Los síntomas del cáncer de ovario pueden a menudo confundirse con otras enfermedades menos graves: esto explicaría por qué suele ser diagnosticada en estadios avanzados (en ocho de cada diez casos diagnosticados). El tumor crece y se disemina de forma prácticamente asintómatica. Cuando comienza a causar síntomas suele estar ya diseminado. De hecho, los primeros síntomas de las etapas avanzadas suelen confundirse con molestias benignas como dispepsia o gases.
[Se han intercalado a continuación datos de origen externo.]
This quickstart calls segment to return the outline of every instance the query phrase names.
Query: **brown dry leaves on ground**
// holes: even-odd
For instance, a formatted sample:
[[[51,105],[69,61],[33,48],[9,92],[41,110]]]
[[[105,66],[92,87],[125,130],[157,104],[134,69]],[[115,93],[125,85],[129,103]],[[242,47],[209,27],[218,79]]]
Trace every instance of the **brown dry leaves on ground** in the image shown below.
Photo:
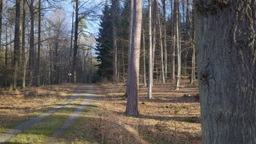
[[[106,143],[201,143],[199,101],[183,97],[196,95],[197,85],[183,79],[175,91],[174,82],[162,87],[155,84],[150,100],[146,98],[147,88],[140,85],[140,115],[133,117],[124,113],[126,85],[103,82],[97,118],[87,121],[85,128],[90,127],[90,133]]]
[[[76,86],[65,83],[27,87],[0,93],[0,131],[37,116],[73,93]],[[35,111],[37,113],[34,113]]]

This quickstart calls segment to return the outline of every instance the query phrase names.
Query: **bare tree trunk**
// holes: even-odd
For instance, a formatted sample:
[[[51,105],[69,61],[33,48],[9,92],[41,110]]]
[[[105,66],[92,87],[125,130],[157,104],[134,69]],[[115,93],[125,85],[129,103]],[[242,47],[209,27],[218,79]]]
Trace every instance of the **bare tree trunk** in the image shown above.
[[[161,53],[161,85],[165,84],[165,70],[164,68],[164,54],[162,50],[162,29],[161,29],[161,23],[160,20],[159,16],[159,11],[158,10],[158,3],[156,3],[156,11],[158,13],[158,24],[159,26],[159,37],[160,37],[160,53]]]
[[[194,14],[194,0],[193,2],[193,7],[192,7],[192,28],[191,30],[191,38],[192,39],[193,42],[193,52],[192,52],[192,62],[191,62],[191,75],[190,75],[190,84],[193,84],[194,82],[194,79],[195,79],[195,14]]]
[[[90,83],[92,82],[92,53],[91,50],[90,51]]]
[[[130,64],[130,59],[131,59],[131,41],[132,41],[132,25],[133,25],[133,1],[134,0],[130,0],[130,18],[129,18],[129,46],[128,46],[128,66],[127,69],[127,82],[128,82],[129,77],[128,77],[128,74],[129,73],[129,67]],[[130,83],[127,82],[127,86],[126,86],[126,95],[127,95],[127,91],[128,91],[128,87],[129,87]]]
[[[176,50],[177,50],[177,77],[176,77],[176,89],[179,89],[179,83],[181,80],[181,47],[179,46],[179,2],[178,0],[174,0],[174,8],[175,11],[175,34],[177,38],[176,41]]]
[[[6,1],[6,5],[8,5],[8,1]],[[7,8],[6,9],[7,9]],[[7,11],[5,13],[5,19],[7,20],[8,19],[8,14],[7,13]],[[8,21],[7,20],[5,22],[5,62],[4,62],[4,67],[5,68],[5,71],[4,71],[4,77],[5,77],[5,82],[4,82],[4,86],[5,87],[7,87],[7,82],[8,82],[8,46],[7,45],[7,41],[8,41]]]
[[[26,76],[26,68],[25,68],[25,65],[26,67],[26,62],[25,64],[25,30],[26,30],[26,8],[25,3],[26,0],[23,0],[23,5],[22,5],[22,44],[21,44],[21,61],[22,61],[22,67],[23,68],[22,73],[23,73],[23,79],[22,79],[22,88],[24,89],[26,86],[26,80],[25,77]],[[27,61],[27,59],[26,60]]]
[[[255,143],[256,3],[195,8],[202,143]]]
[[[176,1],[176,0],[174,0]],[[172,0],[171,1],[171,9],[172,8]],[[173,11],[172,11],[172,35],[173,37],[173,46],[172,47],[172,51],[171,52],[171,79],[172,80],[175,80],[175,49],[176,49],[176,28],[175,28],[175,19],[176,19],[176,8],[175,7],[173,7]]]
[[[148,0],[148,94],[147,98],[151,99],[152,98],[152,32],[151,26],[151,19],[152,19],[152,0]]]
[[[22,89],[25,89],[26,87],[26,70],[27,69],[27,57],[26,58],[26,61],[24,62],[24,66],[23,66],[23,77],[22,77]]]
[[[112,31],[113,31],[113,82],[117,82],[117,1],[112,0]]]
[[[153,37],[152,37],[152,87],[154,85],[154,67],[155,62],[155,34],[156,34],[156,15],[158,14],[156,12],[156,7],[158,5],[158,1],[154,1],[154,7],[153,12]]]
[[[128,74],[130,86],[127,87],[126,113],[129,116],[139,115],[138,77],[139,70],[139,53],[141,47],[141,23],[142,19],[142,0],[135,0],[133,3],[133,29],[131,46],[131,65]]]
[[[14,77],[13,79],[13,90],[16,91],[17,87],[17,76],[18,70],[19,51],[20,47],[20,0],[16,0],[15,27],[14,34]]]
[[[30,13],[30,84],[32,83],[34,70],[36,68],[36,56],[34,50],[34,0],[27,0]]]
[[[75,0],[75,33],[74,33],[74,58],[73,62],[73,76],[74,83],[77,83],[77,55],[78,49],[78,0]]]
[[[0,55],[1,54],[1,48],[2,48],[2,17],[3,17],[3,0],[0,0]],[[2,83],[0,83],[0,85]]]
[[[164,12],[164,49],[165,50],[165,78],[167,77],[167,42],[166,42],[166,11],[165,8],[165,0],[162,0],[162,9]]]
[[[40,86],[40,48],[41,46],[41,0],[38,0],[38,44],[37,46],[37,59],[36,73],[36,85]]]
[[[69,61],[68,61],[68,69],[69,69],[68,73],[71,73],[71,62],[72,61],[72,46],[73,46],[73,30],[74,30],[74,2],[75,2],[74,1],[73,1],[72,26],[71,27],[71,40],[70,41]],[[70,82],[70,78],[69,78],[69,82]]]
[[[143,22],[142,21],[142,41],[143,44],[143,87],[147,87],[146,77],[146,51],[145,51],[145,32],[144,31]]]

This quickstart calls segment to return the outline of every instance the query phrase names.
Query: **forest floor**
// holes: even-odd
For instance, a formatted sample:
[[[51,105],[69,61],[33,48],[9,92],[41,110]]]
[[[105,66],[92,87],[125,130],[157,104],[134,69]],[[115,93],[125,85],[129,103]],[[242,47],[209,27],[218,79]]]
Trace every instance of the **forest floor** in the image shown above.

Cuando el tumor crece aparecen síntomas como pérdida de apetito, sensación de plenitud abdominal tras la comida (aunque esta sea muy frugal) con la consiguiente pérdida de peso.

Los síntomas del cáncer de ovario incluirían:
Hinchazón del abdomen/aumento del tamaño abdominal/distensión abdominal progresiva provocado por la acumulación de líquido en el abdomen (ascitis).

Sensación de sentirse saciada al comer (aunque sea frugalmente).

Sensación de dificultad para respirar o de falta de aire provocada por la acumulación de líquido en la pleura.

Dolor pélvico o abdominal y diuresis (necesidad de orinar con mayor frecuencia), provocada por el crecimiento de la masa ovárica en la pelvis que afecta a las estructuras vecinas, principalmente a vejiga y recto.